ABSTRACT Background T helper (Th) 2 cells were thought to be a pivotal factor for initiation of the autoimmune blistering disease pemphigus. However, the role of other T cell subsets in pemphigus pathogenesis remained unclear. Objective We aimed to characterize the exact phenotype of T cells responsible for the development of pemphigus. Methods Whole transcriptome shotgun sequencing was performed to determine differential gene expression in pemphigus lesions and skin of healthy individuals. The cutaneous cytokine signature was further evaluated by RT-qPCR. In peripheral blood, the distribution of Th and Tfh cell subsets was analyzed by flow cytometry. Finally, the capacity of Th and Tfh cell subsets to induce desmoglein (Dsg)-specific autoantibodies by memory B cells was evaluated in coculture experiments. Results Transcriptome analysis of skin samples identified an IL-17A-dominated immune signature in pemphigus patients and KEGG pathway analysis confirmed the dominance of the IL-17A signaling pathway.
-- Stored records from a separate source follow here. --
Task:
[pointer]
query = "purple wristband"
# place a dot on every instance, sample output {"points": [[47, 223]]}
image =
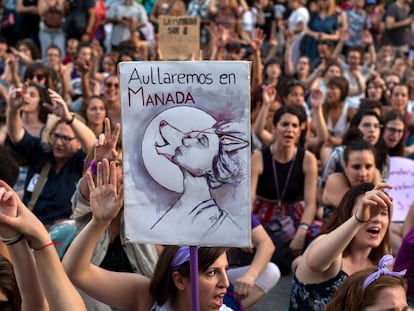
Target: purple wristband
{"points": [[92, 167]]}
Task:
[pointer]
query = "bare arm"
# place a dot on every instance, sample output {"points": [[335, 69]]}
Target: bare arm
{"points": [[335, 188], [60, 293], [31, 291], [289, 68], [264, 251], [409, 221], [257, 65], [256, 171], [82, 132], [323, 258], [15, 128], [310, 171], [265, 136], [318, 121], [124, 290]]}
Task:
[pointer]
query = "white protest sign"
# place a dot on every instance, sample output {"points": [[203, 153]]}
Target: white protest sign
{"points": [[179, 37], [402, 179], [186, 144]]}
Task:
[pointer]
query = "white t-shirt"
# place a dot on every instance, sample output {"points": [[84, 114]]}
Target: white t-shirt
{"points": [[297, 16]]}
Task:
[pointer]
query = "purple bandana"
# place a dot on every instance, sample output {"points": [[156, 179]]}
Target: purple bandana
{"points": [[385, 261]]}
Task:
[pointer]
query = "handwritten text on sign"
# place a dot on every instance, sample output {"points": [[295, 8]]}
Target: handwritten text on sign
{"points": [[138, 95], [179, 37], [402, 179]]}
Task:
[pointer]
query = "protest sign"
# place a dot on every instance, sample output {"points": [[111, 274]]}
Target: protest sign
{"points": [[402, 179], [186, 139], [179, 37]]}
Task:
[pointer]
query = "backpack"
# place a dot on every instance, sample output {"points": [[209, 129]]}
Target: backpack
{"points": [[53, 18]]}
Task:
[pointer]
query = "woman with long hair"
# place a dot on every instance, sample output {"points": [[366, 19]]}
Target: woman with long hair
{"points": [[279, 175], [372, 289], [94, 111], [355, 238], [168, 289]]}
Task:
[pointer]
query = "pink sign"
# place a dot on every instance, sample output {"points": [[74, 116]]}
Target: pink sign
{"points": [[402, 179]]}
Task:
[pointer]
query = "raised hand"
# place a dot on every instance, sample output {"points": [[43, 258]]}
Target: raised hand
{"points": [[106, 197], [105, 147], [58, 106], [19, 218], [269, 94], [8, 206], [374, 202]]}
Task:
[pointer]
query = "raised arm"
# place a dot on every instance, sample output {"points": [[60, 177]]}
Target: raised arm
{"points": [[310, 170], [289, 67], [82, 132], [264, 251], [105, 148], [324, 255], [31, 291], [265, 136], [257, 65], [124, 290], [256, 171], [318, 122], [15, 129], [59, 291]]}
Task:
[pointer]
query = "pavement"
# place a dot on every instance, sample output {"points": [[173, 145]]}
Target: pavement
{"points": [[278, 297]]}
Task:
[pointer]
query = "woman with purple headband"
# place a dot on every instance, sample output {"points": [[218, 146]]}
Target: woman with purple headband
{"points": [[372, 289], [355, 237], [170, 287]]}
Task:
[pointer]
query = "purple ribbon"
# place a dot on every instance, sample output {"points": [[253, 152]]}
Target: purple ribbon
{"points": [[385, 261], [180, 257]]}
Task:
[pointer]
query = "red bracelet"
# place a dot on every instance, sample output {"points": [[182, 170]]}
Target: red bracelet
{"points": [[47, 245]]}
Increased expression of IL17A and associated cytokines was also detected by RT-qPCR comparing lesional with perilesional or healthy skin. Interestingly, patients with active pemphigus showed elevated levels of circulating IL-17+ Th17, Tfh17 and Tfh17.1 cells utilizing flow cytometry. Notably, Th17 and Tfh17 cells correlated with levels of Dsg-specific CD19+CD27+ memory B cells and acute pemphigus patients showed higher levels of Dsg3-autoreactive Tfh17 cells. Coculture experiments revealed Tfh17 cells as primarily responsible for inducing Dsg-specific autoantibody production by B cells. Conclusion Our findings show that Tfh17 cells are critically involved in the pathogenesis of pemphigus and offer novel targets for therapeutic intervention. This study unveils an IL-17-signature in skin and peripheral T cells of patients suffering from the autoantibody-mediated blistering skin disease pemphigus.